On April 23, Commissar Yakovlev informed Nicholas of his intention to take him away from Tobolsk. He tried to argue, but then the prisoner was reminded of his servitude status. The Bolsheviks were going to take Nikolai one, but, in the end, with him went Alexandra Fedorovna and Romanova Maria Nikolaevna. The third daughter gathered in the road after her mother chose her. Most likely, Alexandra Feodorovna decided to take Maria with her because she was the physically strong of four sisters at the time.

None of the travelers knew where they were being taken. Nicholas supposed that the Bolsheviks were going to send him to Moscow in order that he personally sign a separate Brest peace. Among the escorts there was also no unity. After all sorts of intrigues among the Bolsheviks in late April, the prisoners were brought to Ekaterinburg. Upon arrival in the city, almost all of the retinue of the family were sent to a local prison.

Death

The Romanovs were placed in the house of the engineer Ipatiev. A month later, on May 23, the rest of the family arrived there. The last days of the Romanovs can be judged by Nicholas's diary. He led him throughout most of his conscious life and did not abandon it even after this habit was simply dangerous. In the evenings, Maria and her relatives spent time with a bezik (a popular card game) or played skits from performances. Together with her father, she read Tolstoy's War and Peace.

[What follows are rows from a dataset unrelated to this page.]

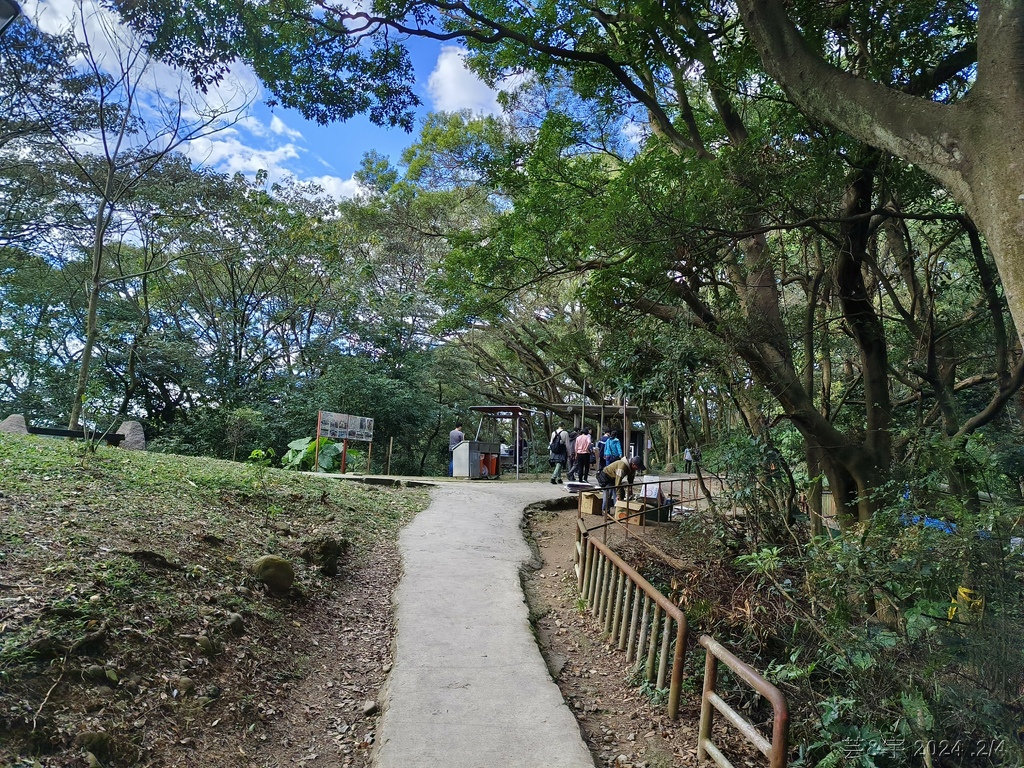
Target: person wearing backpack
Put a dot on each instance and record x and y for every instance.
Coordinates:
(599, 450)
(612, 450)
(558, 453)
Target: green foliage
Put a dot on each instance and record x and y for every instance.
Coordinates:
(307, 455)
(132, 547)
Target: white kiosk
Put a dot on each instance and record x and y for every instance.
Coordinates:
(475, 459)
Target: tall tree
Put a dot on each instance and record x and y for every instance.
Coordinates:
(135, 124)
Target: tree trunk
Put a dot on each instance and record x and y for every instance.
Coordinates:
(975, 147)
(91, 330)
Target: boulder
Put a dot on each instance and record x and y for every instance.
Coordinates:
(14, 424)
(134, 435)
(274, 571)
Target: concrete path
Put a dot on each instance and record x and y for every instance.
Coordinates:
(469, 687)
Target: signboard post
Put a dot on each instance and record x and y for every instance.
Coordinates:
(342, 427)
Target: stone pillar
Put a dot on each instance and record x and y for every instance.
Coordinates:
(14, 424)
(134, 435)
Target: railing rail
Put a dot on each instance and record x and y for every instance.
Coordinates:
(636, 617)
(776, 750)
(639, 620)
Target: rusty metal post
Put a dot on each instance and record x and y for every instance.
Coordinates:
(627, 605)
(677, 669)
(644, 628)
(655, 626)
(613, 603)
(663, 665)
(599, 587)
(707, 711)
(634, 619)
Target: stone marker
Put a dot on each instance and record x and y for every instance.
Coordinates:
(14, 424)
(134, 435)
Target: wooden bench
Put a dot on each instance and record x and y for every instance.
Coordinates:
(110, 438)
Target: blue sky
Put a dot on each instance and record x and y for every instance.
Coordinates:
(281, 141)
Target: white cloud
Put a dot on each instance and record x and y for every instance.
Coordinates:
(279, 127)
(226, 154)
(238, 140)
(338, 188)
(636, 133)
(453, 87)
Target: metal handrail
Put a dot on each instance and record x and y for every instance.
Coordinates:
(635, 615)
(776, 750)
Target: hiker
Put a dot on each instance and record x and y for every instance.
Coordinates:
(612, 449)
(599, 449)
(584, 450)
(455, 437)
(610, 478)
(570, 463)
(558, 451)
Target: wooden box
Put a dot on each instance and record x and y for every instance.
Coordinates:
(624, 510)
(590, 502)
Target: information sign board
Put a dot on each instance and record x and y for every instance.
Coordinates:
(345, 427)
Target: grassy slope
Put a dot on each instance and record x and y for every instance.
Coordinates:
(96, 630)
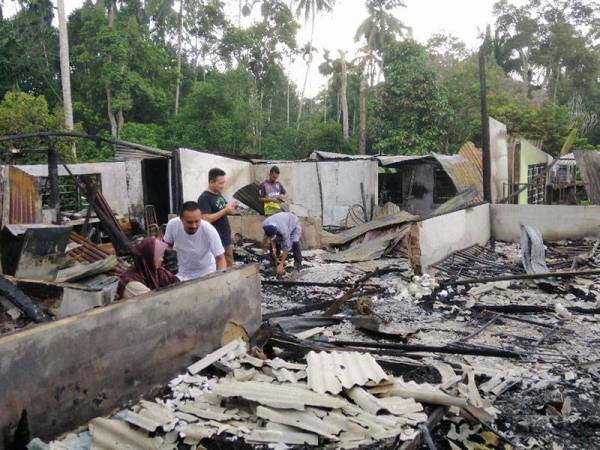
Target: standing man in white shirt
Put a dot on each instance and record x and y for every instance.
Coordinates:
(198, 245)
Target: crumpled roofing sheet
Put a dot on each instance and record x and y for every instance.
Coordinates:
(388, 221)
(277, 396)
(463, 173)
(588, 162)
(333, 371)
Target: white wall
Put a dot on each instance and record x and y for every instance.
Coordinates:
(135, 189)
(499, 158)
(443, 235)
(555, 222)
(340, 186)
(301, 183)
(112, 174)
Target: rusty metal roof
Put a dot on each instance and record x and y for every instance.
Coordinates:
(88, 252)
(588, 162)
(25, 202)
(330, 372)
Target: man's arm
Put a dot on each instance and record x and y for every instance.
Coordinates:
(221, 262)
(205, 207)
(215, 216)
(169, 237)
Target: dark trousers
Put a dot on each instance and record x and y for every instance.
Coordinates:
(296, 252)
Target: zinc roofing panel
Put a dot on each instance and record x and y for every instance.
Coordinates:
(330, 372)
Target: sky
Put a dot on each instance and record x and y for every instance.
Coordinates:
(463, 18)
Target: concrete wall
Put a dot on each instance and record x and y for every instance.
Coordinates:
(337, 191)
(250, 227)
(67, 372)
(443, 235)
(555, 222)
(194, 173)
(529, 155)
(499, 158)
(114, 177)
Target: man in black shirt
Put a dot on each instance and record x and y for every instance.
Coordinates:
(215, 210)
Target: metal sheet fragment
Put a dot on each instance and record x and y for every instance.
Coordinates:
(330, 372)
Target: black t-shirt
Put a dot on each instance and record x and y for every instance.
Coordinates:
(211, 203)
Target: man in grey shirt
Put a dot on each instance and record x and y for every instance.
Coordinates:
(284, 232)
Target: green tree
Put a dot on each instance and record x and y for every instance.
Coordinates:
(377, 31)
(411, 108)
(310, 9)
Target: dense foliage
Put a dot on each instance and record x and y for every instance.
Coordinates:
(236, 96)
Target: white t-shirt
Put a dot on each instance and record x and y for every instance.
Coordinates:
(195, 252)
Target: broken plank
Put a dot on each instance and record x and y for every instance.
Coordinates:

In early July, the Bolsheviks realized that they would inevitably have to surrender Yekaterinburg to the approaching white. The retreat was only a matter of time. In the circumstances, the leaders of the party decided to get rid of the royal family. Evidence of how the fate of the Romanovs was being decided is contradictory, but today historians generally agreed that the last word was for Lenin and Sverdlov.

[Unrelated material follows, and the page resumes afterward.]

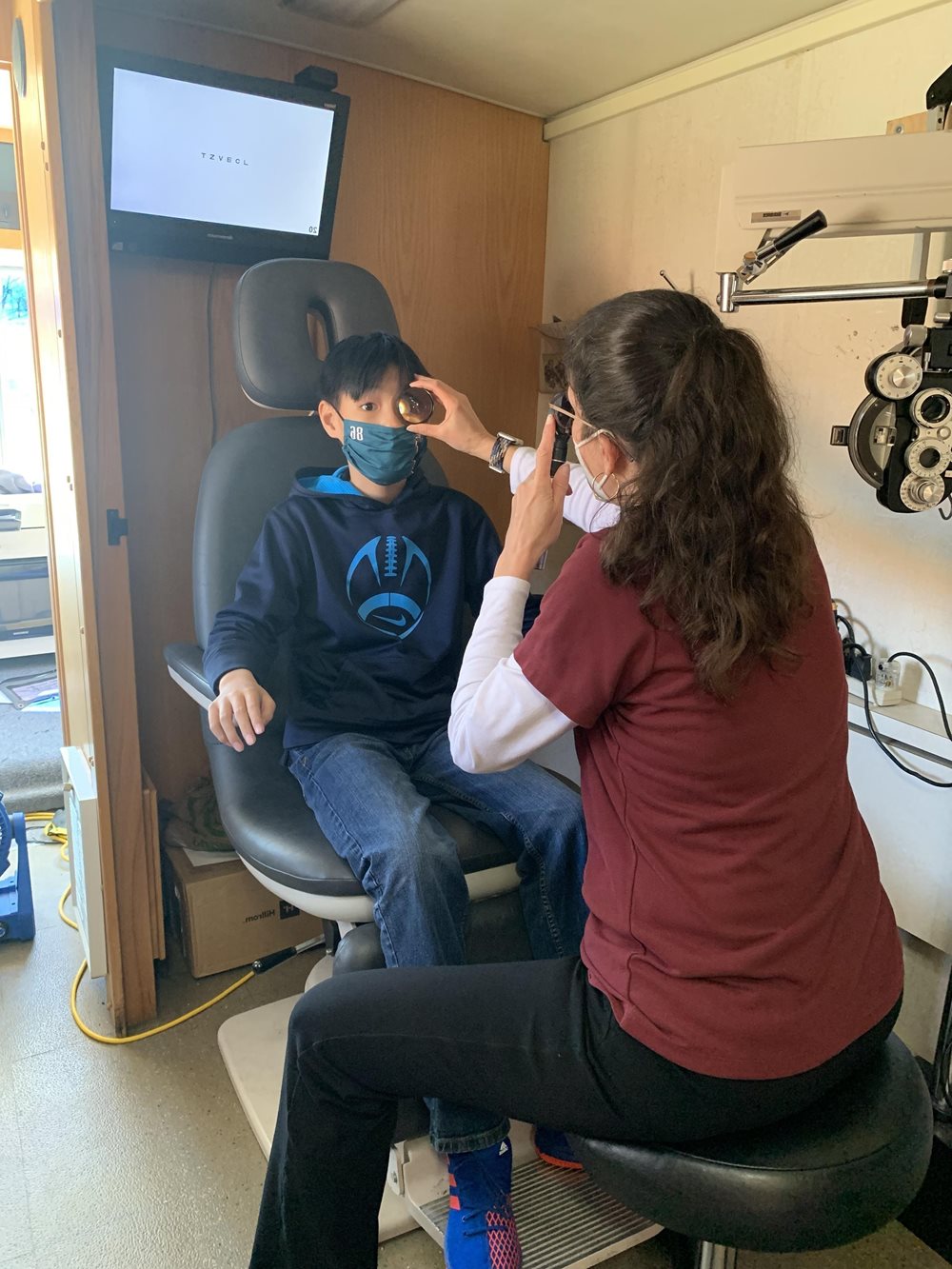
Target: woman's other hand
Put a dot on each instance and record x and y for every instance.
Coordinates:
(461, 427)
(536, 521)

At night, from July 16 to July 17, 1918, a truck approached Ipatievsky's house, which was soon used as a corpse. The Romanovs and their servants were sent down to the basement. Until the last second they did not suspect their fate. The head of the firing squad read out the fateful resolution, and then fired at the former tsar. Then the rest of the Bolsheviks did the same thing with the rest of the imperial family.

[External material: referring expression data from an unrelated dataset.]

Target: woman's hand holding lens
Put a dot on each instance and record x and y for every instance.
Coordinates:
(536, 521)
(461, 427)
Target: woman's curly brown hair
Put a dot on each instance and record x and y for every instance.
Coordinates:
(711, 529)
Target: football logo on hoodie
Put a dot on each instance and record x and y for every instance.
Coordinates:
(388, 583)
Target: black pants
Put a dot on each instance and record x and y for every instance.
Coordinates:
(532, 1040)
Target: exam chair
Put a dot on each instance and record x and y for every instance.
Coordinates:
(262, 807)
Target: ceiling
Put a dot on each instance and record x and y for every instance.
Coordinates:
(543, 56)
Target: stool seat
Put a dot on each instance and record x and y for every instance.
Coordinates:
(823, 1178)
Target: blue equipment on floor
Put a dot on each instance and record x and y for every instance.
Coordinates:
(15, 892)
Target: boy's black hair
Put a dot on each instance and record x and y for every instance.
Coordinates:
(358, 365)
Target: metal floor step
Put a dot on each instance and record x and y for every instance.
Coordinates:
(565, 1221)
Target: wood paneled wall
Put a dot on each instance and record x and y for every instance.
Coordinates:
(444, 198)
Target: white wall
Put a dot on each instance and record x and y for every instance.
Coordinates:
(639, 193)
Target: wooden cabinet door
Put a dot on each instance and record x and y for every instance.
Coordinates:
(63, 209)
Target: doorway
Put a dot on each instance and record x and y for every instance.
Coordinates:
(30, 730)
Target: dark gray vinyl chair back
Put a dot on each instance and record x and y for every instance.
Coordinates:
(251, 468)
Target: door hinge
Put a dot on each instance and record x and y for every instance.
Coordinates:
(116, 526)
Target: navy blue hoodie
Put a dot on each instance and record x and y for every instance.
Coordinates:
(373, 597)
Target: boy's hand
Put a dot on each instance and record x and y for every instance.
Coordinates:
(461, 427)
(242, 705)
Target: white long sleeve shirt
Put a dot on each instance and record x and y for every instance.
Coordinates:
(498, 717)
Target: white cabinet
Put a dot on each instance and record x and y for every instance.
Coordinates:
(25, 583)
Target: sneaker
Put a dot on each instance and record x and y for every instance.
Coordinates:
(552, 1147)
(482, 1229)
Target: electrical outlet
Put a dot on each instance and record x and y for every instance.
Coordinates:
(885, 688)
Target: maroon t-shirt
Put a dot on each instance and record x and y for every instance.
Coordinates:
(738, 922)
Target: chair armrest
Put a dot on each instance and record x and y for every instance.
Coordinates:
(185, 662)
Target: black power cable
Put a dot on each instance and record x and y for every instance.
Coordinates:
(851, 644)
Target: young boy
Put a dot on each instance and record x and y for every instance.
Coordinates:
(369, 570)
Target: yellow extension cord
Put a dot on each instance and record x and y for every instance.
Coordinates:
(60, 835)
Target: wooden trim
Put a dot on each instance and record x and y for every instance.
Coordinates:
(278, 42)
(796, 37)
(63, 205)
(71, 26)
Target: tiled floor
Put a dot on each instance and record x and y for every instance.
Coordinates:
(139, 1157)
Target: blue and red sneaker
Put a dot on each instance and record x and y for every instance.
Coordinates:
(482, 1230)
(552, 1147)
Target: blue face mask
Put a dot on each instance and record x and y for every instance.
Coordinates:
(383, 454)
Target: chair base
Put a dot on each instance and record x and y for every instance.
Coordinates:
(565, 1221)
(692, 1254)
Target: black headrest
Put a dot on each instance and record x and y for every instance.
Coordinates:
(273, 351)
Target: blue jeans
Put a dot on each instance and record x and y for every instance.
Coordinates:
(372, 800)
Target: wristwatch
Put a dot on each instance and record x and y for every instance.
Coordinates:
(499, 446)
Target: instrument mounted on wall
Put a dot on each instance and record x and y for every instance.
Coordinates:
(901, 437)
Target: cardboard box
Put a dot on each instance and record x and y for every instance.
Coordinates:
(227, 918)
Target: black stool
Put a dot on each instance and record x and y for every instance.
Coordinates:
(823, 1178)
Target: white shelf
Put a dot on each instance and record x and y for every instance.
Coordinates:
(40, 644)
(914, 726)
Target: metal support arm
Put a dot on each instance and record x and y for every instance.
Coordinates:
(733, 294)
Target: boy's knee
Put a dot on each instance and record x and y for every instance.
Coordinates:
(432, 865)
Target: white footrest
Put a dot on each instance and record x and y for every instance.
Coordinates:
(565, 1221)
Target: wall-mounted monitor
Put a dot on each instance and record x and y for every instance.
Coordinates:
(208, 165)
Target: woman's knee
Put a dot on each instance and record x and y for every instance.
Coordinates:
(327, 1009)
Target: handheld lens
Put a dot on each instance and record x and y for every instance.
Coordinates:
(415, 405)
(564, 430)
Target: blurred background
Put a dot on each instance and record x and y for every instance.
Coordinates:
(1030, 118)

The tragic death of the Romanovs shocked many: monarchists, liberals, foreign public. Over the years, Soviet power has perverted the facts of treacherous murder. Many of his circumstances became known only in recent decades. Especially the Romanovs were grieving in emigration. Each poem dedicated to Maria Nikolaevna Romanova, every obituary and every witness of contemporaries who knew and saw the princess, unanimously testified that she was an outstanding girl, worthy of her high status and unfairly deceased at the whim of the new government. Remains of the daughter of the king (and her brother Alexei) were discovered only in 2007, although the burial of the rest of the Romanovs was found in the early 1990s. In 2015, the government decided to reburial them.